The government has signed off a £4bn takeover of UK defence company Cobham by US private equity firm Advent International.
A merger between the companies was agreed to in July, but the acquisition was delayed on the orders of Business Secretary Andrea Leadsom so that the government could address national security concerns raised by the takeover.
Advent is said to have proposed a number of legal undertakings aimed at mitigating any potential national security worries.
They include the ongoing protection of sensitive government information and requiring prior notice to the Ministry of Defence and Home Office on any future plans to sell the Cobham business.
Mrs Leadsom, who led the government consultation process, said she was confident that the merger would not compromise national security, adding the decision had been “meticulously thought over”.
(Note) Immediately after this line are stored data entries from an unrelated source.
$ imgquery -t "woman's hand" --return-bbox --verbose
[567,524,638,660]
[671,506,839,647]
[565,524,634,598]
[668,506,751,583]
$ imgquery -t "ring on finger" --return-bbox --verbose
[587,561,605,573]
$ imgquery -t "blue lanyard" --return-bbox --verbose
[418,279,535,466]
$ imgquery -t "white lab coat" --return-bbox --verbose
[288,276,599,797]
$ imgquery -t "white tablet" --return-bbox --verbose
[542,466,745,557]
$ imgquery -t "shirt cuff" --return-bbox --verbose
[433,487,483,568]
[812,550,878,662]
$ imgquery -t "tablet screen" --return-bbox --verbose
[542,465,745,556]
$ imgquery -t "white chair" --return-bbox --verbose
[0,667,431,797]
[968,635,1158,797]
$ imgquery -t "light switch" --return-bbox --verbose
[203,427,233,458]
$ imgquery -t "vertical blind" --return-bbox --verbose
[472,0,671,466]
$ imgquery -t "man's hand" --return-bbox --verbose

She said: “Having considered the consultation responses and further advice from the defence secretary, I am satisfied that the undertakings mitigate the national security risks identified to an acceptable level and have therefore accepted them and cleared the merger to proceed.
“While trade and investment play an important part in the UK economy, when intervening in mergers on national security grounds, I will not hesitate to use my powers to protect national security, if it is appropriate to do so.
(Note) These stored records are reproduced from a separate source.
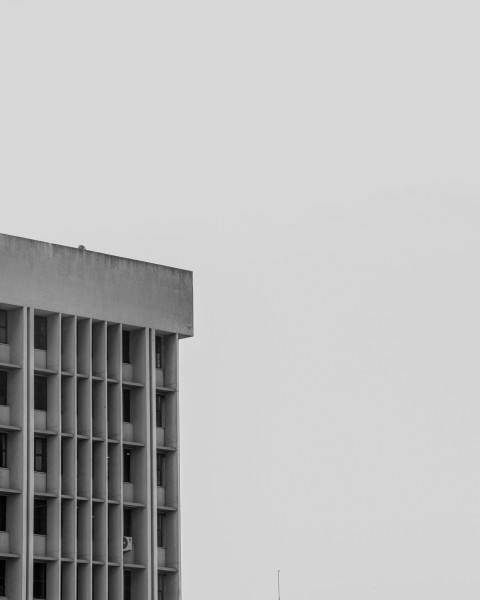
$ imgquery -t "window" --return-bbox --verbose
[0,496,6,531]
[34,316,47,351]
[156,453,164,487]
[34,437,47,472]
[122,330,130,364]
[158,574,163,600]
[155,336,163,369]
[34,499,47,535]
[157,512,164,547]
[123,449,131,483]
[123,569,132,600]
[124,509,131,537]
[122,389,131,423]
[156,394,165,428]
[34,376,47,411]
[0,560,5,596]
[33,562,46,599]
[0,371,7,406]
[0,435,7,469]
[0,311,7,345]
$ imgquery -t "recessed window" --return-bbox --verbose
[122,330,130,364]
[34,316,47,351]
[156,453,164,487]
[0,560,5,596]
[34,376,47,411]
[0,311,7,345]
[158,574,163,600]
[157,512,164,547]
[0,434,7,469]
[33,561,46,599]
[0,496,6,531]
[34,437,47,472]
[0,371,7,406]
[123,449,131,483]
[34,499,47,535]
[122,389,131,423]
[124,509,132,537]
[155,336,163,369]
[156,394,165,428]
[123,569,132,600]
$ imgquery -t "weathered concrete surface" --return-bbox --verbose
[0,234,193,336]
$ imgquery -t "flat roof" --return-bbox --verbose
[0,233,193,337]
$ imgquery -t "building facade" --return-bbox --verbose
[0,234,193,600]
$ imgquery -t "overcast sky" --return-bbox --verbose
[2,1,480,598]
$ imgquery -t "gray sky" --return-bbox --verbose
[2,1,480,598]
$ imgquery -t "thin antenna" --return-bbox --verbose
[278,570,281,600]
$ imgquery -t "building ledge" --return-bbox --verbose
[157,505,177,513]
[34,367,57,376]
[34,555,57,562]
[156,444,176,453]
[34,428,57,437]
[34,491,57,499]
[124,563,145,570]
[122,380,144,390]
[122,440,145,448]
[156,386,176,393]
[0,552,19,559]
[0,424,21,433]
[123,500,145,509]
[158,566,178,574]
[0,488,20,496]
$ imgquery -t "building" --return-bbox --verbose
[0,233,194,600]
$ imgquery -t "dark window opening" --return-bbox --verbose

“Separately, the companies have given a legally binding commitment that there will be significant protection of jobs and have also agreed with the takeover panel that Cobham’s headquarters will remain in the UK, that the Cobham name will continue to be used and that there will be a guaranteed level of R&D spend. This will secure the future of Cobham and the important role it plays in our world-leading defence sector and economy.”
Cobham employs around 10,000 people, including 1,700 in the UK, and is a major player in the field of air-to-air refuelling.